Society & Culture

Critical Reviews on Novel River Spirit (3-3): By Leila Aboulela

Agencies – Sudan Events

Ayoung woman struggles for independence alongside a nation.
Akuany is a child when her Sudanese village is raided, her father killed. She is able to survive when Yaseen, a young merchant who had been visiting from Khartoum, takes her along with him, thereby tying their fates irrevocably together.
Aboulela’s latest novel is set in the late 1800s, when Sudan was still under Ottoman rule, though the cracks in that empire were beginning to show.
A leader springs up, quickly gathering followers; he has proclaimed himself the Mahdi, or redeemer, prophesied in Islam.
But Yaseen, who gives up his inheritance as a merchant to study the Quran, has little faith in this leader. Aboulela’s nuanced descriptions of Sudan’s history—colonial, social, and religious—are the best parts of this rich and moving novel.
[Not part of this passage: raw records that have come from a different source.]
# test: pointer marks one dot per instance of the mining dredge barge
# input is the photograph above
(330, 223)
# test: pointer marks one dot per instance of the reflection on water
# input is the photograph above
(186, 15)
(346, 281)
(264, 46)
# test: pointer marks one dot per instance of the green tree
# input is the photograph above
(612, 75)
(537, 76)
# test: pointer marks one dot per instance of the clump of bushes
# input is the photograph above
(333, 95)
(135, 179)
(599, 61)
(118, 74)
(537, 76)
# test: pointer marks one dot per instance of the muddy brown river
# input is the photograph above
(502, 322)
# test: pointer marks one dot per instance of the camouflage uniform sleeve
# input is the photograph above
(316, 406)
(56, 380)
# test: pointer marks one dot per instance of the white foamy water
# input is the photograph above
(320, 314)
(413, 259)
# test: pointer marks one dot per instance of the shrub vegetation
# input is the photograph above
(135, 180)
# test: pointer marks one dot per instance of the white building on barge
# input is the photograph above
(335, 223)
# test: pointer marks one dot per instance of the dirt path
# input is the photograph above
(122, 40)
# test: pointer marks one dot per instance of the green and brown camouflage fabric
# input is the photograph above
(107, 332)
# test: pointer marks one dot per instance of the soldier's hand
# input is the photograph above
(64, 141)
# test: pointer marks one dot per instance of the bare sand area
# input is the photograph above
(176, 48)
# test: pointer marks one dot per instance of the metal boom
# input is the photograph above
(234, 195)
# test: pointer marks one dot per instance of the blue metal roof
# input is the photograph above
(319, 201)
Even as England vies for dominion over Sudan, even as Aboulela writes about the changes in power, her prose never turns heavy-handed.
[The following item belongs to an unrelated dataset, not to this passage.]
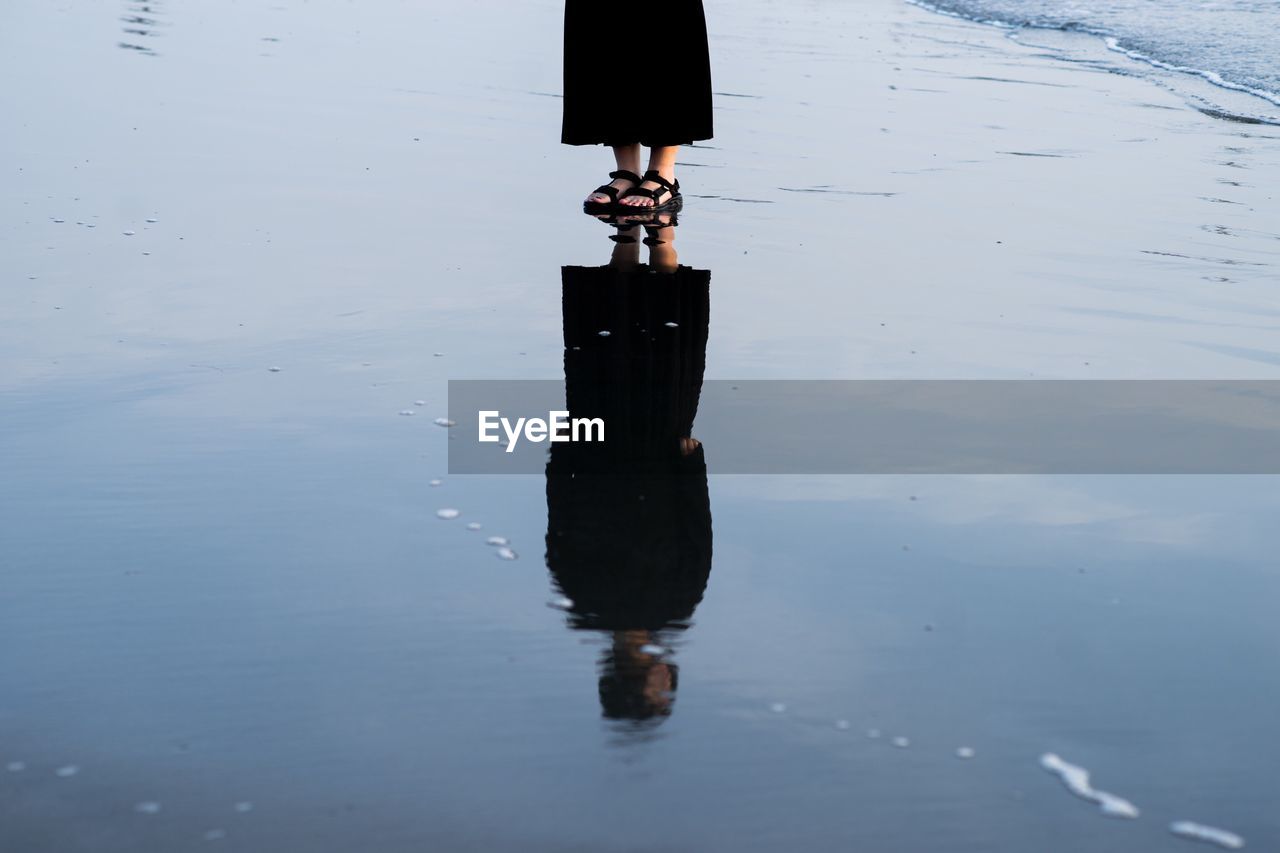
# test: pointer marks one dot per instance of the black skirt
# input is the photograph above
(607, 97)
Akuany is renamed Zamzam, and as her country grows increasingly violent, her own fortunes are tumultuous, as she is sold into and out of slavery, ever loyal to Yaseen, who at first thinks, “My love for Zamzam is a burden,” and, not long after, “She is not a burden but a gift.
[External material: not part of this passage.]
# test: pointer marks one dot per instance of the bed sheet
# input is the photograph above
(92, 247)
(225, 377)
It is wrong to think otherwise.” But while Aboulela’s handling of Zamzam and Yaseen’s relationship is vivid, even captivating, she doesn’t manage the novel’s plot with quite the same verve. The pacing often feels off.
Tragic or violent events take place with little warning or fanfare, and a side story about a Scottish painter isn’t fully integrated into the rest of the book. Still, there is a great deal to admire in Aboulela’s work.
A captivating—if imperfect—account of colonialism, Islam, and the burgeoning nation of Sudan.